Das Modellprojekt kostenlose Notfallbetreuung für berufstätige Eltern startet in Ahrensburg, Bad Oldesloe und Reinbek.

Ahrensburg. Was tun, wenn das Kind morgens plötzlich Magendrücken hat und nicht in die Schule will? Viele berufstätige Eltern haben dann nur noch die Wahl zwischen zwei unbefriedigenden Möglichkeiten: entweder zu Hause bleiben und dem Arbeitgeber absagen oder zur Arbeit fahren und dem Kind absagen - indem man es dennoch in die Schule bringt. So oder so bleibt das Gefühl zurück, etwas falsch gemacht zu haben. Wenn die Stormarner Firmen alles richtig machen, dürfte dieses Gefühl bald der Vergangenheit angehören. Noch im Frühjahr soll es, wenn es nach Plan läuft, in den drei großen Städten Ahrensburg, Bad Oldesloe und Reinbek eine für die Eltern kostenlose Kinder-Notfallbetreuung geben.

Initiator ist das Wissensnetz Nord, ein Zusammenschluss der staatlichen Wirtschaftsfördergesellschaften in Hamburg und Schleswig-Holstein sowie den Randkreisen. Stormarn hat dabei die Vorreiterrolle übernommen. Funktioniert die Notfallbetreuung hier, soll sie auch in den anderen Randkreisen und in Hamburg eingeführt werden.

Birte Kruse-Gobrecht hat in Stormarn die Aufgabe übernommen, den neuen Elternservice zu organisieren. Die Gleichstellungsbeauftragte des Kreises hat eine Halbtagsstelle.
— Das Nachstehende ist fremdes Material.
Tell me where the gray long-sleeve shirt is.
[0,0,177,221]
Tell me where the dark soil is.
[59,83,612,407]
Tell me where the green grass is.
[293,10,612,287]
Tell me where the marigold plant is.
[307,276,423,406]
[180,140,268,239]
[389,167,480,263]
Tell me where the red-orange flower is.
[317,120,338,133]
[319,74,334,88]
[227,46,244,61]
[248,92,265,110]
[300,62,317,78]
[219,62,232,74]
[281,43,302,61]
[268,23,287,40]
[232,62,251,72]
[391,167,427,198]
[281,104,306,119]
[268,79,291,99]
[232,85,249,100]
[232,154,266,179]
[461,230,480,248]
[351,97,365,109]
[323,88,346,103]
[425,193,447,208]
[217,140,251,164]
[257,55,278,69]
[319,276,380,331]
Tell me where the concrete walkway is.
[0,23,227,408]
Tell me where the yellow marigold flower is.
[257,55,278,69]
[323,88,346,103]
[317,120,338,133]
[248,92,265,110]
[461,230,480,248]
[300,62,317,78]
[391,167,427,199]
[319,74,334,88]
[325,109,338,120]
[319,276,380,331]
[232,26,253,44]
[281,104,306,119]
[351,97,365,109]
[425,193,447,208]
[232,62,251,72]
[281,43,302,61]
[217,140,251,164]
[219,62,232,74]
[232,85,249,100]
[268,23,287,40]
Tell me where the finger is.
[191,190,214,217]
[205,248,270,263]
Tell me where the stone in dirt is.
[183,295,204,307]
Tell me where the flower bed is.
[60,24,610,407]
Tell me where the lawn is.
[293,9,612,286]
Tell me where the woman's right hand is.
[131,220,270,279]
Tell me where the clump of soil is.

Nebenbei arbeitet sie als selbstständige Beraterin. In dieser Funktion hat sie die Vorarbeit zum Start des neuen Angebots bereits geleistet. Für Dienstag, 31. Januar, ist die Gründungskonferenz anberaumt.

Dann werden auch die ersten "Mitspieler" bekannt gegeben: Firmen, die sich an dem Modellprojekt beteiligen. "Es soll sich ausschließlich über Unternehmen finanzieren", sagt Kruse-Gobrecht. Im Blick hat sie vor allem kleine und mittelständische Firmen. "Für die lohnt sich ein Betriebskindergarten nicht", sagt sie. Gerade für die kleineren Firmen sei es aber von Nachteil, wenn ein wichtiger Mitarbeiter wegen eines Problems mit dem Kind plötzlich und überraschend ausfalle. "Da gibt es häufig niemanden, der ein ähnliches Wissen hat und für den Kollegen einspringen kann", so Kruse-Gobrecht.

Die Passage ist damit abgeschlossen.